The reverse charge mechanism (RCM) is particularly relevant in the context of the import of services. Under RCM, the recipient of goods or services is liable to pay GST instead of the supplier. This mechanism is crucial for ensuring tax compliance and collection in cases where the supplier is not located in India and, therefore, outside the direct tax jurisdiction. RCM is applicable not only for the import of services but also for certain notified goods and services transactions within India.

The primary rationale behind the reverse charge mechanism is to ensure tax compliance and ease of administration. By shifting the tax liability to the recipient, the government ensures that GST is paid on cross-border transactions, which might otherwise be difficult to enforce. This mechanism also helps in maintaining a seamless flow of input tax credit within the GST framework.

Negative supply:- Schedule III of the CGST Act

Schedule III lists activities or transactions that shall be neither treated as a supply of goods nor a supply of services. This schedule ensures that certain activities are explicitly excluded from the scope of GST.

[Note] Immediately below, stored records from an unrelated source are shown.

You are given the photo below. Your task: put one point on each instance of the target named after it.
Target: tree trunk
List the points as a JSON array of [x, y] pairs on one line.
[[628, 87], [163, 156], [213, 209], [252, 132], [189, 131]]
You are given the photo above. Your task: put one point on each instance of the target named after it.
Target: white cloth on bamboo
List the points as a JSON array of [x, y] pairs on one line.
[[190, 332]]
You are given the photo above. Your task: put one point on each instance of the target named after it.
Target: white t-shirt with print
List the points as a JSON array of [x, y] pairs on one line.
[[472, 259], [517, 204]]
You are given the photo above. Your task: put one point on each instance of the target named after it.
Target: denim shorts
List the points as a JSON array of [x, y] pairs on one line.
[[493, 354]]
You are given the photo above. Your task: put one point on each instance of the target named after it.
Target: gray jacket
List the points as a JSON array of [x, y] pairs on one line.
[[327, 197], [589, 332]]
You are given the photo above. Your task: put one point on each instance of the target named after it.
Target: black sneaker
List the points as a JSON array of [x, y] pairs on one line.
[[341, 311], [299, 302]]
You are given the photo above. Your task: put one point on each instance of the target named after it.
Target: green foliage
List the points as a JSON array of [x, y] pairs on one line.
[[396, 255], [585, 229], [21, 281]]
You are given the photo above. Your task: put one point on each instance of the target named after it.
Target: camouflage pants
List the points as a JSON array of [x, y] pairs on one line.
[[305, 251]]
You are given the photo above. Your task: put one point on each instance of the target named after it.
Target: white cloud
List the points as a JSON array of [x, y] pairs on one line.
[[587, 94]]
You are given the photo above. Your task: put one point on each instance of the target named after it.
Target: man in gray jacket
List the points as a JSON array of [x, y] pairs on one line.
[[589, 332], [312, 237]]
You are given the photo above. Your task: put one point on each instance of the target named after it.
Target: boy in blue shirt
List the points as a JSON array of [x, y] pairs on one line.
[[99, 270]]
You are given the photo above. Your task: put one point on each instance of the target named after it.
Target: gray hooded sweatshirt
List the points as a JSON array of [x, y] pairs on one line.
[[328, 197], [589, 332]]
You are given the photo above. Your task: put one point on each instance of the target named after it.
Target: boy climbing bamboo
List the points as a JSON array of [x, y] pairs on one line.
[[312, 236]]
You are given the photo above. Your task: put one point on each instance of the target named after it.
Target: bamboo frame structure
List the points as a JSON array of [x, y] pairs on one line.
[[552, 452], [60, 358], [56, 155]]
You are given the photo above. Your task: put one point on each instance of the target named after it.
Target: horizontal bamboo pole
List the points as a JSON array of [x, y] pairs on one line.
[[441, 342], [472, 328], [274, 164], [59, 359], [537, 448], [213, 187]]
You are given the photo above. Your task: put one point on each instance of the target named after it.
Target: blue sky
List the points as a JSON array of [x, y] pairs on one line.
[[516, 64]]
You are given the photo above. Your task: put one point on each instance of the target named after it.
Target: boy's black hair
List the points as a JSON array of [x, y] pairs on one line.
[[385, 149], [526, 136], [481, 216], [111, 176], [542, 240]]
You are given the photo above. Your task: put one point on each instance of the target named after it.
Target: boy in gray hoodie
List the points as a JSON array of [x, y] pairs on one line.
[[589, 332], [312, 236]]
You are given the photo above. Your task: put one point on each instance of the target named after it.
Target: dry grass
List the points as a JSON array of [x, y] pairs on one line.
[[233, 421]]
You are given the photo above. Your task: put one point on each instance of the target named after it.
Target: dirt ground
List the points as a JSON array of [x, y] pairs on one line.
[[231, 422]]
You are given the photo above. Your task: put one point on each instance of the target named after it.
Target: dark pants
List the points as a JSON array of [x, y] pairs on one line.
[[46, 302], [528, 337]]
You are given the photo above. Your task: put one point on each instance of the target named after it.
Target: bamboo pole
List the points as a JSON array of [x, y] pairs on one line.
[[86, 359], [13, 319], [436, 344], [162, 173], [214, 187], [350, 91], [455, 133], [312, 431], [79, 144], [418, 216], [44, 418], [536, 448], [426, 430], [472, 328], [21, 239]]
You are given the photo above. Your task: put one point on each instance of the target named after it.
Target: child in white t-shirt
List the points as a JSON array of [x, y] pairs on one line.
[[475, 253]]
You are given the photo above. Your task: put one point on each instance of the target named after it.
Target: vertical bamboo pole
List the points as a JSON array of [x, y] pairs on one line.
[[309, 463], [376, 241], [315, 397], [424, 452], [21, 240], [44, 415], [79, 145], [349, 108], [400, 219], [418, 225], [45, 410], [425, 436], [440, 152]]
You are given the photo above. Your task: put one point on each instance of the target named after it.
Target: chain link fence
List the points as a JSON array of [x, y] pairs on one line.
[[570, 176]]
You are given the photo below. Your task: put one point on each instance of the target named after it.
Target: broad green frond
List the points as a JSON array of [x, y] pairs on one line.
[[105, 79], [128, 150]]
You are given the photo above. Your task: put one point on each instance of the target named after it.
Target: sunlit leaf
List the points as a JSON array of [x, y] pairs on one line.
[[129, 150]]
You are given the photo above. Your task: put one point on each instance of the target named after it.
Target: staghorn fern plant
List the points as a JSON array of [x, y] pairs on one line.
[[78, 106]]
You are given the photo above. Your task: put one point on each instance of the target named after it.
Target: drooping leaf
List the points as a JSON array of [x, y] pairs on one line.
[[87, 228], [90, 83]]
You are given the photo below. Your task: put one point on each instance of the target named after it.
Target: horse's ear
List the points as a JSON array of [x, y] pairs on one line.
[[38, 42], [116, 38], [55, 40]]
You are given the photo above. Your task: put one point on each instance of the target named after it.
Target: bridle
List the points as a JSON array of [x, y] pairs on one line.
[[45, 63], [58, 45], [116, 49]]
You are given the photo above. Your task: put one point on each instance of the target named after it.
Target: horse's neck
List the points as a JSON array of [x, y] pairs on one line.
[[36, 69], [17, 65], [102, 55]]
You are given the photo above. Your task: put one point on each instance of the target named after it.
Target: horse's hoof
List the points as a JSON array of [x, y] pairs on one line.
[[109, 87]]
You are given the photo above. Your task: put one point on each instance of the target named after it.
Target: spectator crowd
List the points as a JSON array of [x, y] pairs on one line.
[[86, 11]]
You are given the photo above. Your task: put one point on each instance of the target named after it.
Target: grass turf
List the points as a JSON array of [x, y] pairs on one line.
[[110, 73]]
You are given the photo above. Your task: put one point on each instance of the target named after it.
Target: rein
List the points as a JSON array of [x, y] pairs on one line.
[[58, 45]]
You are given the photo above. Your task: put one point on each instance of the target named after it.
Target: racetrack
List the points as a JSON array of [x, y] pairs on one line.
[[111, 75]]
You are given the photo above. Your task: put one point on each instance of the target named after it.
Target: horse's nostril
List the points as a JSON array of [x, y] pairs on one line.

Services by an Employee: Services provided by an employee to the employer in the course of or in relation to his employment.

Court or Tribunal Functions: Services provided by any court or Tribunal established under the law

Sale of Land and Building: The sale of land and, subject to paragraph 5(b) of Schedule II, sale of building.

Actionable Claims: Other than lottery, betting, and gambling.

Funeral Services: Services by way of any activity in relation to a funeral, burial, crematorium, or mortuary including transportation of the deceased.


The distinction between direct and indirect taxes is fundamental to understanding the broader tax system. While direct taxes are progressive and linked to an individual's income, indirect taxes are regressive and impact all consumers equally, irrespective of their earning levels. Under the GST regime, the concept of 'supply' is central, encompassing a wide range of economic activities. The inclusion of deemed supplies and the import of services ensures that GST captures a broad spectrum of transactions, minimizing tax evasion and broadening the tax base.

The reverse charge mechanism further strengthens the GST framework by ensuring tax compliance in cross-border transactions and certain notified transactions within India. Together, these provisions ensure that the GST system is comprehensive, equitable, and efficient, contributing to the overall objective of creating a unified and robust tax system in India.